Leroux played for the Sounders Women last year. She has 42 goals in 18 matches for the national team.
Abby Wambach, Rachel Buehler and Morgan Brian also scored for the U.S. team, which is ranked No. 1 in the world. The United States has two impressive unbeaten streaks — 35 matches overall and 73 at home.
The U.S. women are 27-1-1 in matches against Mexico, which is ranked 24th.
Goalkeepers Hope Solo (first half) and Nicole Barnhart (second) combined for the shutout and made a total of three saves. Solo is a former Washington Huskies standout from Richland.
Oracle is docked 2 points
Hours after being hit with the harshest penalties in the 162-year history of the America’s Cup, skipper Jimmy Spithill defiantly declared defending champion Oracle Team USA to be an underdog that “will come out fighting” against Emirates Team New Zealand starting Saturday on San Francisco Bay.
“I’m expecting the fight of my life,” Spithill, a 34-year-old Australian, said.
Oracle Team USA was docked two points in the America’s Cup match and Dirk de Ridder, a key crewman who had trimmed the massive wing sail on the team’s high-performance, 72-foot catamaran, was banished from the regatta by an international jury. The syndicate also was fined $250,000.
Oracle essentially starts the match at minus-2, meaning it must win 11 races to retain the oldest trophy in international sports.
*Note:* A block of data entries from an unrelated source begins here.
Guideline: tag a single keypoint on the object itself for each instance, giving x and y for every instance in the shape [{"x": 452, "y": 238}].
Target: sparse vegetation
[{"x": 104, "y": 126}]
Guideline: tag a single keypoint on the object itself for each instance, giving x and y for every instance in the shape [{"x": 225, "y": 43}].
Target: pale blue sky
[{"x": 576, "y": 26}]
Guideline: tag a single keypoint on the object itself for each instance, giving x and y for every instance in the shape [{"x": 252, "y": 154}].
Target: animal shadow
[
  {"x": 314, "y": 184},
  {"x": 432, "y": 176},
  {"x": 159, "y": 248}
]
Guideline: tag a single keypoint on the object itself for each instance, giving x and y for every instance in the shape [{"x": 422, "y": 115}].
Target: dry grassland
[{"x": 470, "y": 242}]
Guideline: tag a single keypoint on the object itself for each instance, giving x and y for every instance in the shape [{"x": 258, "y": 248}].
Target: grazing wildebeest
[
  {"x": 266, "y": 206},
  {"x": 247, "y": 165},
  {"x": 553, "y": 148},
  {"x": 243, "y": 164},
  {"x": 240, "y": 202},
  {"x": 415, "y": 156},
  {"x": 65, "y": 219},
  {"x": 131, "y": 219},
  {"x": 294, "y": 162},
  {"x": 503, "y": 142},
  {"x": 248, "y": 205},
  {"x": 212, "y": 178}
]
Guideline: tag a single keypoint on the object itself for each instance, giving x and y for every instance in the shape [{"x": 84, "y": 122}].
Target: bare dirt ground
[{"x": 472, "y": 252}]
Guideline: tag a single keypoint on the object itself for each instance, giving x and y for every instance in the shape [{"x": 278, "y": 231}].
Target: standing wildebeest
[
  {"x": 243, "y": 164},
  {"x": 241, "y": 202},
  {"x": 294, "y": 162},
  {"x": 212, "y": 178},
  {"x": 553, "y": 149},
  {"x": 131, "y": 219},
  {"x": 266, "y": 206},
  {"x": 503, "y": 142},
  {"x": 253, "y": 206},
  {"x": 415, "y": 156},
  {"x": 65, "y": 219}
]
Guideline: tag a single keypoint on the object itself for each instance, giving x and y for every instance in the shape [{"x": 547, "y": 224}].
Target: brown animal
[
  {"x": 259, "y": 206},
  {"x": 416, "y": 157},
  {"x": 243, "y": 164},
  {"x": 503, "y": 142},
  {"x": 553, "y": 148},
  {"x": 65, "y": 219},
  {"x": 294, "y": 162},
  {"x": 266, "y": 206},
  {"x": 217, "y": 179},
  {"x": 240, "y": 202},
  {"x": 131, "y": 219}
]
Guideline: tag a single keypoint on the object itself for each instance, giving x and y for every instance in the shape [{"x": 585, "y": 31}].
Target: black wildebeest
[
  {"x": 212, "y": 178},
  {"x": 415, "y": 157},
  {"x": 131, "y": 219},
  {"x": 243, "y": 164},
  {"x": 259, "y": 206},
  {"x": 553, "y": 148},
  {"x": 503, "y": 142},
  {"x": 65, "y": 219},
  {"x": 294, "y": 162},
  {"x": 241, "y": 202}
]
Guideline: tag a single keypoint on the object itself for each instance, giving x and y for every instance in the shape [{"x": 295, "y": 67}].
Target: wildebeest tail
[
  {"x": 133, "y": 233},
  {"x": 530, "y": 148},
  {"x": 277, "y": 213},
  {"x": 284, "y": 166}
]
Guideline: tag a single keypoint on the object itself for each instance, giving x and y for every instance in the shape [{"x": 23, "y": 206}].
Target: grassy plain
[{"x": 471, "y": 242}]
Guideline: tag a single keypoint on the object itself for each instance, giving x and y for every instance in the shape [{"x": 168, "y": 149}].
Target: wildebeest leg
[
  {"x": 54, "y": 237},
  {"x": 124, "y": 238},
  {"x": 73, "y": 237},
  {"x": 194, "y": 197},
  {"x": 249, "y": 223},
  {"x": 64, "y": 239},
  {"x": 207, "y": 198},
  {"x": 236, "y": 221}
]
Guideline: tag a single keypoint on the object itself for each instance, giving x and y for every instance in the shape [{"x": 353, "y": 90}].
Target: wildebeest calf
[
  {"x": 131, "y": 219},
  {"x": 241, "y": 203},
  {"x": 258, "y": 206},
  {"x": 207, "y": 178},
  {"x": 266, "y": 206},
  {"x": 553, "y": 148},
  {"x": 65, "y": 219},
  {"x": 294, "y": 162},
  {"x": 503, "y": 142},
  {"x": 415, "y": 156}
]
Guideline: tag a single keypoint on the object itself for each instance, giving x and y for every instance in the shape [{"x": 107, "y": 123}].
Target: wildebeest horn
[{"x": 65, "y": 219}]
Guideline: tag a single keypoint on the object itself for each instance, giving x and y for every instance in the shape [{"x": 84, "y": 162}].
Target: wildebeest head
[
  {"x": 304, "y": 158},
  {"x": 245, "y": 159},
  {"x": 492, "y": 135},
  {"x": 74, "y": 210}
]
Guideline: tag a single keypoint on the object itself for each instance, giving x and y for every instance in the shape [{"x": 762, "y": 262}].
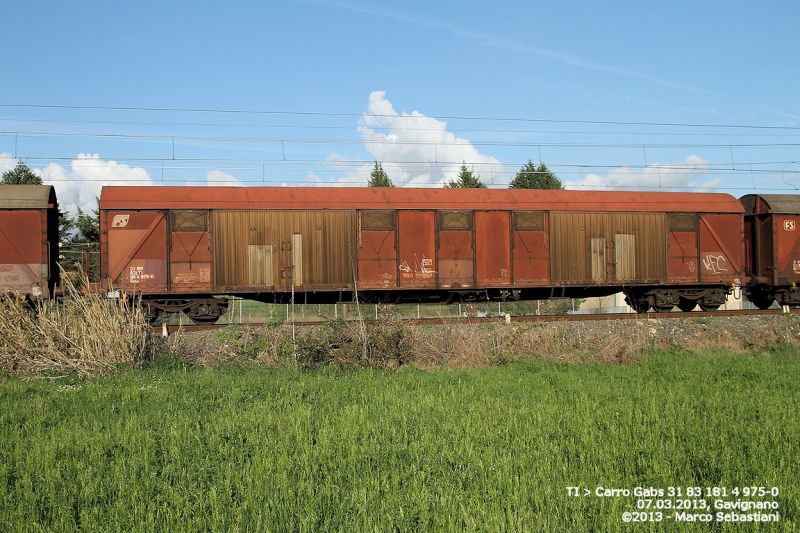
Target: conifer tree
[
  {"x": 378, "y": 177},
  {"x": 532, "y": 177},
  {"x": 466, "y": 179}
]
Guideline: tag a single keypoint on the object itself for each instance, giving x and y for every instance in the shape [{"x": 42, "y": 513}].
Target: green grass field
[{"x": 171, "y": 448}]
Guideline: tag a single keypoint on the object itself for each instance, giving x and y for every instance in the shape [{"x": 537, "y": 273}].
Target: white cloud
[
  {"x": 79, "y": 185},
  {"x": 415, "y": 149},
  {"x": 221, "y": 179},
  {"x": 7, "y": 162},
  {"x": 668, "y": 176}
]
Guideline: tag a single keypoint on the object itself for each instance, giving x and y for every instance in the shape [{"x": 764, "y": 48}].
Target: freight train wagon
[
  {"x": 772, "y": 248},
  {"x": 180, "y": 248},
  {"x": 28, "y": 240}
]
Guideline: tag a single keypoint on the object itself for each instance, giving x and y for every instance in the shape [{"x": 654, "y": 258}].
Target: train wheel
[
  {"x": 762, "y": 303},
  {"x": 204, "y": 320}
]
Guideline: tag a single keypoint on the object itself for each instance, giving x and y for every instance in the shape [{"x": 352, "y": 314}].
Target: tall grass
[
  {"x": 181, "y": 448},
  {"x": 390, "y": 343},
  {"x": 83, "y": 334}
]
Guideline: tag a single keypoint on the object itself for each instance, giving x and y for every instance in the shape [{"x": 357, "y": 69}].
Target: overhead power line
[
  {"x": 416, "y": 117},
  {"x": 196, "y": 138}
]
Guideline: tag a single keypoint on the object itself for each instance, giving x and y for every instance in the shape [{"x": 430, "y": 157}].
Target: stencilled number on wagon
[
  {"x": 138, "y": 273},
  {"x": 713, "y": 263}
]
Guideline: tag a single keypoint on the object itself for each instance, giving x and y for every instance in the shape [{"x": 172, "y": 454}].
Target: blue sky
[{"x": 677, "y": 96}]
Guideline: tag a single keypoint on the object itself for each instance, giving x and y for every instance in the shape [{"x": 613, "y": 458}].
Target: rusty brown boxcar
[
  {"x": 772, "y": 248},
  {"x": 179, "y": 246},
  {"x": 28, "y": 240}
]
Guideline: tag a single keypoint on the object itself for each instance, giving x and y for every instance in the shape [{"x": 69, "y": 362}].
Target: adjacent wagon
[
  {"x": 28, "y": 240},
  {"x": 772, "y": 248}
]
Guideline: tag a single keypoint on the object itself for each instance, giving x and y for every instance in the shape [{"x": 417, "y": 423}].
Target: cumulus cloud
[
  {"x": 221, "y": 179},
  {"x": 79, "y": 184},
  {"x": 666, "y": 176},
  {"x": 7, "y": 162},
  {"x": 414, "y": 149}
]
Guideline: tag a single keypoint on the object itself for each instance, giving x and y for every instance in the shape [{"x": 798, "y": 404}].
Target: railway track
[{"x": 172, "y": 328}]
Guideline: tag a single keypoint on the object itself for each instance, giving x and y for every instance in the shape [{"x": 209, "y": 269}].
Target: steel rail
[{"x": 173, "y": 328}]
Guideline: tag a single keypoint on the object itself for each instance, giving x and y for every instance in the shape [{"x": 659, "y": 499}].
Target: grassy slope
[{"x": 475, "y": 450}]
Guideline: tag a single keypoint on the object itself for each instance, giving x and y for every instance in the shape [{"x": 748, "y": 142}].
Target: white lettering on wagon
[
  {"x": 713, "y": 263},
  {"x": 137, "y": 273}
]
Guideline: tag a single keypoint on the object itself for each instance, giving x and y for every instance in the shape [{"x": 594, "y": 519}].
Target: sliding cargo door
[
  {"x": 377, "y": 253},
  {"x": 609, "y": 248},
  {"x": 456, "y": 250},
  {"x": 190, "y": 252},
  {"x": 417, "y": 249},
  {"x": 266, "y": 251},
  {"x": 531, "y": 259},
  {"x": 493, "y": 248}
]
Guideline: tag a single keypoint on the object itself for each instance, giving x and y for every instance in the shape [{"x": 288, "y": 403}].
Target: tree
[
  {"x": 88, "y": 226},
  {"x": 80, "y": 244},
  {"x": 378, "y": 177},
  {"x": 531, "y": 177},
  {"x": 21, "y": 175},
  {"x": 466, "y": 179}
]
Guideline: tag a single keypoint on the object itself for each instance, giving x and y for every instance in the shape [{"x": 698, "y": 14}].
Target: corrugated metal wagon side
[{"x": 28, "y": 240}]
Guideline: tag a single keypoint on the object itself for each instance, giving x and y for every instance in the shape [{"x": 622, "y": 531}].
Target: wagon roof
[
  {"x": 157, "y": 197},
  {"x": 27, "y": 196},
  {"x": 772, "y": 203}
]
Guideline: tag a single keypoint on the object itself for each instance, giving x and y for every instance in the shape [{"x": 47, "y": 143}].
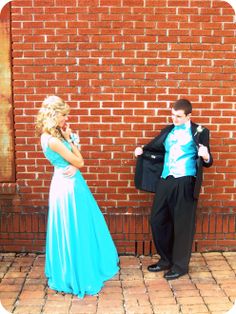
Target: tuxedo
[
  {"x": 149, "y": 165},
  {"x": 174, "y": 206}
]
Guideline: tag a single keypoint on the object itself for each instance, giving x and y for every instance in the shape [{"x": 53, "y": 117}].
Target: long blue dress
[{"x": 80, "y": 253}]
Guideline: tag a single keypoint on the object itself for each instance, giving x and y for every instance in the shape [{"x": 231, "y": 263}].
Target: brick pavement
[{"x": 210, "y": 287}]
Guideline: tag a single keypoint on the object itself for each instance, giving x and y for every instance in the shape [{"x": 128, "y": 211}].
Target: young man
[{"x": 184, "y": 147}]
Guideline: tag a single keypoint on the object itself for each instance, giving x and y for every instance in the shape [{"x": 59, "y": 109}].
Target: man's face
[{"x": 179, "y": 117}]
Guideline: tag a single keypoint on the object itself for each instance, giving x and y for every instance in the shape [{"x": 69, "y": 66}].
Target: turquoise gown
[{"x": 80, "y": 253}]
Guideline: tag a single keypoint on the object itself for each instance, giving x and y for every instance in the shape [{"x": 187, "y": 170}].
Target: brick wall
[{"x": 120, "y": 64}]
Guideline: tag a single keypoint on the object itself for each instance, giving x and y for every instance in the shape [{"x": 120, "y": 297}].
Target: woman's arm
[{"x": 74, "y": 157}]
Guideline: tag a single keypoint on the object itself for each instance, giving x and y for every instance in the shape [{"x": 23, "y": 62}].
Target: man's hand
[
  {"x": 138, "y": 151},
  {"x": 203, "y": 152}
]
Team New Zealand must still win nine races to claim the silver trophy.
Stewart plans Feb. return
An upbeat Tony Stewart won his first race since suffering a broken right leg in a sprint-car accident when he beat an employee around the office at Stewart-Haas Racing in his wheelchair.
His injury? The three-time NASCAR champion called it “a small bump in the road” and expects to be back in a race car in time to drive in the Feb. 23 Daytona 500 in Daytona Beach, Fla.
Stewart, 42, was injured Aug. 5 in Iowa.
“I’ve watched Oprah for four weeks,” he said. “I’m absolutely tired of watching TV.”
Stewart has tried not to look at the extent of his injuries when he goes in for treatment but can’t resist. He invariably does, he said, “and then I spend the rest of the time with a wet cloth on my forehead, trying to regain consciousness.”
Kahne will be part of Chase
Kasey Kahne of Enumclaw has secured at least a wild-card spot in the 12-driver, 10-race NASCAR Chase for the Sprint Cup Championship.
The Chase field will be set after Saturday night’s Federated Auto Parts 400 in Richmond, Va.
Jimmie Johnson, Clint Bowyer, Kevin Harvick, Carl Edwards, Kyle Busch and Matt Kenseth also have qualified for the Chase. Ten drivers have a chance to earn one of the five other spots.
Greg Biffle of Vancouver, Wash., is ninth in points. According to NASCAR officials, no matter what any other driver does, Biffle can guarantee himself a berth in the Chase if he finishes ninth or better Saturday; or places 10th with at least one lap led; or finishes 11th with the most laps led.
•North Carolina junior P.J. Hairston, the basketball team’s leading scorer last season, pleaded guilty to a reduced charge of speeding and an unsafe-movement violation after being cited for reckless driving in July.
Rowan County District Judge Kevin Eddinger accepted Hairston’s plea for driving 75 mph in a 65 mph zone from attorney T. Gregory Jones. Hairston has to pay a $40 fine and court costs.
Hairston was cited for driving 93 mph on Interstate 85 on July 28. The school indefinitely suspended him hours later.
It was the third off-court misstep this offseason for Hairston, who was twice cited in a month while driving a rental car linked to a felon. He was driving a car registered to a friend when cited in July.
• Blue II, the English bulldog mascot who gained national attention during Butler’s run to the NCAA basketball title games in 2010 and 2011, died Saturday of complications from congestive heart failure. He was 9.
Blue II was retired from mascot duties May 20. He has been succeeded by Blue III.